What? Two high school pitchers in row? I know, it sounds impossible. But if there's anything bankable in this year's draft, it's that the Dodgers will go the high school route. Jeffress has as much buzz as anyone after reportedly hitting triple digits on the radar gun and consistently sitting in the upper-90s. If Kershaw gets past the Tigers, the Dodgers could have a decision to make and you never know if Kyle Drabek -- yes, that's Doug's kid -- can make a late charge.

8. Cincinnati Reds: Drew Stubbs, OF, University of Texas
Stubbs was the top college position player heading into this season, but his inconsistency has some scouts scratching their heads. He can hit -- he's got a .338 average, 11 homers, 47 RBIs and a 1.044 OPS -- when he makes contact. But that's the thing. He's whiffed 51 times in 51 games for the Longhorns. But the Reds love his power-speed combination (he's got 20 steals) and won't let him get past them here, though they'd consider Lincoln if he slid this far. And there's one surprising high schooler who could sneak in here, but my guess is he goes next...

9. Baltimore Orioles: Bill Rowell, 3B, Bishop Eustace Prep, Pennsauken, N.J.
Rowell is on the rise, it seems. A shortstop at his New Jersey high school, most see the 6-foot-5, 195-pounder sliding over to third as a pro. He could make a nice complement in the O's system with last year's first-rounder, Brandon Snyder, unless, of course, the Reds nab him first.

10. San Francisco Giants: Daniel Bard, RHP, University of North Carolina
Bard's struggles for much of this year could work out well for the Giants, who are believed to be in the market for a pitcher. Once considered to be in the running for the top spot along with his Tar Heels teammate Miller, Bard has been maddeningly inconsistent. But he's turning it on of late and was throwing in the upper 90s with command in his last start.

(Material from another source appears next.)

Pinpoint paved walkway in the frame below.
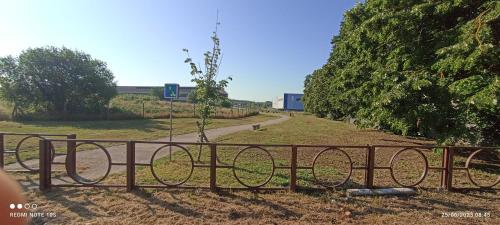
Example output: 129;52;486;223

If he keeps that up, he could move up higher, meaning San Francisco could decide to go the high school route with someone like Drabek. If they don't like what they see on the pitching front, it is believed they like Wake Forest third baseman Matt Antonelli.

Jonathan Mayo is a reporter for MLB.com. This story was not subject to the approval of Major League Baseball or its clubs.